Similar to mental health services, it is possible that the elevated risk of suicide in primary care is related to a paucity of effective interventions to manage the risk. There is a lack of consensus about the extent to which people with PD are amenable to therapeutic interventions [36] and primary health care staff may view people with PD as ‘untreatable’. A sense of futility combined with a lack of therapeutic skills could be exacerbating an already elevated risk among these patients. Closely linked to perceived ‘untreatabilty’ is the tendency for patients with PD to be viewed negatively by treating psychiatrists and other clinicians due to their antisocial, disruptive and treatment resistant symptoms [37], especially if they self-harm [38]. There is also some evidence that those with a diagnosis of PD are less likely than those without to be referred by GPs to specialist psychiatric services [14] and GPs have been shown to view those with a PD as ‘less compliant’, ‘less likeable’ and ‘more stressful’ to deal with [14]. This may be further exacerbated by time-limited consultations.

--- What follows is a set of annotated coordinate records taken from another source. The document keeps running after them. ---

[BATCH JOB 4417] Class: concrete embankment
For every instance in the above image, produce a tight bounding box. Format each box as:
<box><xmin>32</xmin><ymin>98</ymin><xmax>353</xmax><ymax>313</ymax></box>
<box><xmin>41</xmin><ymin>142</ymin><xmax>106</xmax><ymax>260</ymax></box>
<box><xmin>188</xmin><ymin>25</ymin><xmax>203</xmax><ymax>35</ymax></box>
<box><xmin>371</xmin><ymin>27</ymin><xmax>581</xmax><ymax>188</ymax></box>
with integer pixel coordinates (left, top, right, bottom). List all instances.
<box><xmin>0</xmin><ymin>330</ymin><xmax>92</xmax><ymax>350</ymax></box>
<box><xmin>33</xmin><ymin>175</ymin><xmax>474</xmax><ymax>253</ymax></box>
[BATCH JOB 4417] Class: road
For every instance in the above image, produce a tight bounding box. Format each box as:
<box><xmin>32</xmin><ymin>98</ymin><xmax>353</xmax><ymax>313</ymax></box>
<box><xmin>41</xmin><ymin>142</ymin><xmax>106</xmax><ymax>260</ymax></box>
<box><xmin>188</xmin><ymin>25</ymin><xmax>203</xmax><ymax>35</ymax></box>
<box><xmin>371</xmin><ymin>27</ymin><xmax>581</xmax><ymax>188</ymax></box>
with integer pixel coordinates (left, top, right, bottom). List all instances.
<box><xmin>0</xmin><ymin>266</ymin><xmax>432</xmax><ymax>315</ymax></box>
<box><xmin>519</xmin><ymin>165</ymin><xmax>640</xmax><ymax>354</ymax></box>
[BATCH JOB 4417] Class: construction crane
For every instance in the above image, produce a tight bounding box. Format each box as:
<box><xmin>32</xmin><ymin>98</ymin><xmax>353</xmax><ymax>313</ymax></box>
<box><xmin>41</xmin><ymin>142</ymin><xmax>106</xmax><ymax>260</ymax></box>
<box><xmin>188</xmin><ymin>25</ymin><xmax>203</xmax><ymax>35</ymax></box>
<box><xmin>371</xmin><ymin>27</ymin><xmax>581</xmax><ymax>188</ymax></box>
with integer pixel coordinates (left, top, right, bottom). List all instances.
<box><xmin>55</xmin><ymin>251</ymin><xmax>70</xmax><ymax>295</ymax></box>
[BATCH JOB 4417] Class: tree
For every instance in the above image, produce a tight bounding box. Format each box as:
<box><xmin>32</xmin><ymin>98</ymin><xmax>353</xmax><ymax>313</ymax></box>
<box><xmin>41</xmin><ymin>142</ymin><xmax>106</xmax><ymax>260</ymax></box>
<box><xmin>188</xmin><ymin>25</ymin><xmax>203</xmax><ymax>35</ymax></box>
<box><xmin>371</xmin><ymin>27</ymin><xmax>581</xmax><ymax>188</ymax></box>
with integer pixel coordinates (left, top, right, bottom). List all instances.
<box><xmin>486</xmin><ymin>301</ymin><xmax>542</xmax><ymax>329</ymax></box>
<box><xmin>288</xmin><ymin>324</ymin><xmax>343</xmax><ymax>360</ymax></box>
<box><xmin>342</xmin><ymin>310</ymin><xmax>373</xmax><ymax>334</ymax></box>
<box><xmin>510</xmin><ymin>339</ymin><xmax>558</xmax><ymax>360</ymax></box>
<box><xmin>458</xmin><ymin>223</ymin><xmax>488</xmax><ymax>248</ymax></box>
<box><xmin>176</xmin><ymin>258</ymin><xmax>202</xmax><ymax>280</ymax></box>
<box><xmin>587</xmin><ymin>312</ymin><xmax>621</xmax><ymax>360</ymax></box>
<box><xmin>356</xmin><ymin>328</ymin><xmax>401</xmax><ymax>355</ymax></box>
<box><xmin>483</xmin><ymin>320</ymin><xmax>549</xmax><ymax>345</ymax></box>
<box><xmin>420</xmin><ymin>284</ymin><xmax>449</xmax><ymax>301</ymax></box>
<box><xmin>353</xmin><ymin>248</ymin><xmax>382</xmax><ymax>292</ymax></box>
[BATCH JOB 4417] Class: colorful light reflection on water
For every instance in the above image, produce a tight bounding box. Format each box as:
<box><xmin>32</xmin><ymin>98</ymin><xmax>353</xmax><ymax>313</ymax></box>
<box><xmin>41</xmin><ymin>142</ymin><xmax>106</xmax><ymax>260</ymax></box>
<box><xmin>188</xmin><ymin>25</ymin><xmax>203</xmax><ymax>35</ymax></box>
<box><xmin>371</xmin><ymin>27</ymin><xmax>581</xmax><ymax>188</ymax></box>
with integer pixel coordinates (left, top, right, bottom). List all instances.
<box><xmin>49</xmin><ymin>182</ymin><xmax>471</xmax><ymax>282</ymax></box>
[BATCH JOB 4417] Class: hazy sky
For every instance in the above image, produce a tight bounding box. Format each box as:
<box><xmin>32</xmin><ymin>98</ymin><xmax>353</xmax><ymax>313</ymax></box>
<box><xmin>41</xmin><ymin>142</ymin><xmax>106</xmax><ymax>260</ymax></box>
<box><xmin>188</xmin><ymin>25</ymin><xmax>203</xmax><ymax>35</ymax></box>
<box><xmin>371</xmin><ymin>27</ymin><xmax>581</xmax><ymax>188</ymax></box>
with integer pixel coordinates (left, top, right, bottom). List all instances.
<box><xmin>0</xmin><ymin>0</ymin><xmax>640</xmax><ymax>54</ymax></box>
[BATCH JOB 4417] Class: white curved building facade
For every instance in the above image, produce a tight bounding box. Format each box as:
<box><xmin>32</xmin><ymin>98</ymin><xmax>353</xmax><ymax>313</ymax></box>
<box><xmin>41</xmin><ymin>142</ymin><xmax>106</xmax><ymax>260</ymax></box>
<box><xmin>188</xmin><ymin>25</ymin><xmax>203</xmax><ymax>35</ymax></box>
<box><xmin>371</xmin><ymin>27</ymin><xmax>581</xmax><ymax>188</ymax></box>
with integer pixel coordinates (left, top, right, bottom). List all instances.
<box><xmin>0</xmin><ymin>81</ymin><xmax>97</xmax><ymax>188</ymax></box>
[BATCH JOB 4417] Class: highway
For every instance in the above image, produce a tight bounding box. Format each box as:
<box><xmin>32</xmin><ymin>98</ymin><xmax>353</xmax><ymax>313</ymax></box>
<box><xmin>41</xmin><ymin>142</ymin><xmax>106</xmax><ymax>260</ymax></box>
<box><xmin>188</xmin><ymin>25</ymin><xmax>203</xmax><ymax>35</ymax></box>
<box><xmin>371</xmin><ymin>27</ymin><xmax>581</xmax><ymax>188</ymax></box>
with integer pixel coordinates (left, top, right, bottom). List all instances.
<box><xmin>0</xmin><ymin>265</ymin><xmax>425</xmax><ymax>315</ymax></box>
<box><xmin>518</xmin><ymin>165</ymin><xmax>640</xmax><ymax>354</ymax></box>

Nevertheless, GPs remain in a unique position to assess the risk of suicide in people with PD and to intervene. This would mean working with specialist care, agreed clinical pathways and availability of services for comorbidities such as alcohol misuse, as well as opportunities for GPs to develop specific clinical skills. Presence of PD traits, alcohol misuse and suicidal behaviour and frequent attendance at clinic could be the basis for a ‘flag’ alert in primary care records for treatment and/or referral [16]. Given that a diagnosis of alcohol use disorders is associated with a much heightened risk of suicide in patients with PD, detection and treatment for alcohol misuse should be a priority [39]. In addition, since impulsivity is a trait that is common among people diagnosed with PD, substance use and suicidal behaviour [32, 40] treatments should also target difficulties in impulse control.

Given the strong link found in this study between PD and suicide in primary care, and the paucity of robust evidence in this setting, there is a clear need for further research. Attempts should be made to try and replicate the findings from this study in different primary care samples from other countries. From a clinical perspective, the way that GPs assess, support and manage people with PD should be further explored, both quantitatively and qualitatively. A review of the links between primary and specialist mental health services would be useful to establish the mutual expectations of the referrer and referee and to evaluate treatment options available [41]. The role of specialist mental health services and the interface with primary care services in managing the needs and risks among people with PD also requires evaluation.